Händler sind verpflichtet, bis zu 50 Münzen anzunehmen

Verschärft hat sich der Trend vermutlich noch durch die Einführung des Euros. Die Münzen wurden teilweise dicker. 50 Pfennig waren mit 3,5 Gramm noch eine überschaubare Belastung für das Portemonnaie - 50 Cent wogen plötzlich 7,8 Gramm. Da kann ich mir auch gleich einen Goldbarren in die Gesäßtasche stopfen, möge sich mancher denken.

Doch der Barren ist im Gegensatz zu den Münzen nur bedingt als Zahlungsmittel einsetzbar. Die Funktion des Kleingeldes vergessen viele. Schon qua Duden dient Kleingeld "zum Bezahlen kleinerer Beträge, zum Herausgeben oder zum Wechseln". Wer sich dem verweigert, braucht eine Plastiktüte. Oder eine leere Drei-Liter-Flasche Asbach Uralt, wie mir eine Kollegin verriet. Wenn ich beim Bäcker mit einem Schein bezahlen muss, das Wechselgeld aber vor dem nächsten Einkauf schon wieder aus dem Geldbeutel verbanne, gibt es kein Entkommen aus dem Teufelskreis.

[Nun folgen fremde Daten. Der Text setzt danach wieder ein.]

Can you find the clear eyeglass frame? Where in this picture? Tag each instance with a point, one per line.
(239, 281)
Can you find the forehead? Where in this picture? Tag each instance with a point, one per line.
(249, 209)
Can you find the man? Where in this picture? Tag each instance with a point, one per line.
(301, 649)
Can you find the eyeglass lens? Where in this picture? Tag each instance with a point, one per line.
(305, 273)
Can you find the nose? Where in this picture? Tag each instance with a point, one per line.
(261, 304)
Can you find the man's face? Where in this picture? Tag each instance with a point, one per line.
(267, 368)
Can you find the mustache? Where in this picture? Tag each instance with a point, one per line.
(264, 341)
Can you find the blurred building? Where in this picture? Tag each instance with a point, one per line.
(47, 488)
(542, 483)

Dabei ist es so einfach, ältere Menschen machen es an der Supermarktkasse oft vor. Sie haben genug Münzen dabei und wühlen so lange im dafür vorgesehenen Fach ihres Portemonnaies, bis der passende Betrag gefunden ist. Der 18-Jährige mit dem Sixpack Bier mag hinter ihnen schon nervös mit den Füßen scharren, die Mutter ihren Familieneinkauf resigniert zurück vom Band nehmen, völlig egal. So viel Zeit muss sein - notfalls bis die Kasse schließt.

Außerdem: Händler sind verpflichtet, bis zu 50 Münzen anzunehmen. Gut, man muss es ja nicht gleich übertreiben. Es reicht, hin und wieder ein paar von der Fensterbank zu nehmen. Ich jedenfalls möchte nicht mehr derjenige sein, von dem man sagt, ihm fehle das nötige Kleingeld. Zumindest nicht für ein Viertel Sonnenblumenkernbrot.